Apache Spark is currently using the Apache top level project in the Big Data environment is, the most active is being developed. That alone would be enough, so we as a company in our field in "Search and Big Data" So with this project apart. But there are far more reasons why Spark for us to be relevant and therefore interesting.
As a manufacturer-independent company we are moving in a variety of industries, are not one or only a few use cases is limited, but work across all sectors to applications and applications. Since we already have the oneness of Spark towards it, not for a specific purpose, but gene rally for almost developed data processing. Neither must the data be in a specific format, yet thesis must, by necessity in a Certain Way to be processed to Spark to be able to use. The core of Spark already Provides common ways to import the data and to transform and evaluate or to analyze.
But that's not all: Spark therefore comes with the Following built-in libraries: SQL and Data frames, Spark streaming, MLlib and GraphX. These can all be for different purposes to be used. SQL and Data frames allow relational queries on data did is originally completely Call unstructured (text) or semi-structured (E. G. Log and sensorData, tweets). After Spark in a cluster can run, this data can therefore be in huge Amounts of data are available. Spark Streaming is a continuous data stream can be used to applications: such as fraud detection or to streams with historical data, to link. MLlib is Spark your own library for machine learning tasks. This includes Algorithms for issues: such as classification, clustering, linear regression, or Recommendations.
You have to work with Spark, not even for a library to decide, there are any number of Combinations possible. The factthat SQL or SQL-like queries on all types of data, ran thus, all the developers Brought on board, so far with classical relational databases have worked - it would presumably silently make up a Considerable proportion.
The factthat the Spark in-memory processing Allows, is quiet a significant velocity factor, Which in many similar scenarios, a clear increase in performance has to result. A point, in this case, it is worth Noting did Compared to a "normal" Hadoop Cluster other hardware is needed. While Hadoop its victory in the Big Data world is so celebrated, no high-end hardware to Provide, but on so-called commodity hardware, this is for Spark due to the in-memory processing of data is not quite the case. Everything just has his price, or to it,: such as Robert A. Heinlein: "There is not no such thing as a free lunch".

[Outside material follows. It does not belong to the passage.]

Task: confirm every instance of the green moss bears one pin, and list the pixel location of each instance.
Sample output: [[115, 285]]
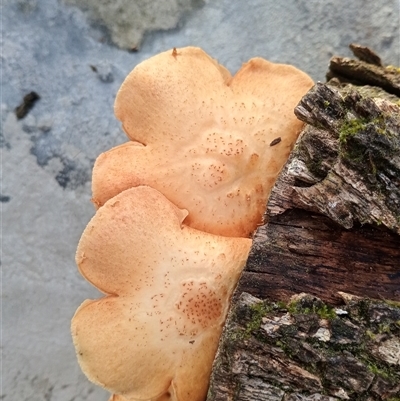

And now, finally, Perhaps the most important reason: Spark can be linked to other tools and tools to work with Which We already for years: Solr (ie from the Apache environment) and Elasticsearch. We can Spark indexing, E. G. using streaming component, and therefore queries and the results for Further Processing. And this combination or integration capabilities between examined projects, allow for new perspectives on existing data, exciting insights from existing data, and innovative biofuel production pathways, Which, in turn, lead to different results.
There are gene rally many reasons, the per Spark to values. HOWEVER, Spark does not Necessarily have a lid to fit every pot, a large number of good and innovative applications, there are but at the latest by included and included libraries. The integration in the Hadoop Ecosystem, as well: such as the collaboration with the well-known tools to make Spark, a tool in our range is not to be missed and sure in the future continue to gain in importance.
Apache Spark screenshots
You can free download Apache Spark and safe install the latest trial or new full version for Windows 10 (x32, 64 bit) from the official site.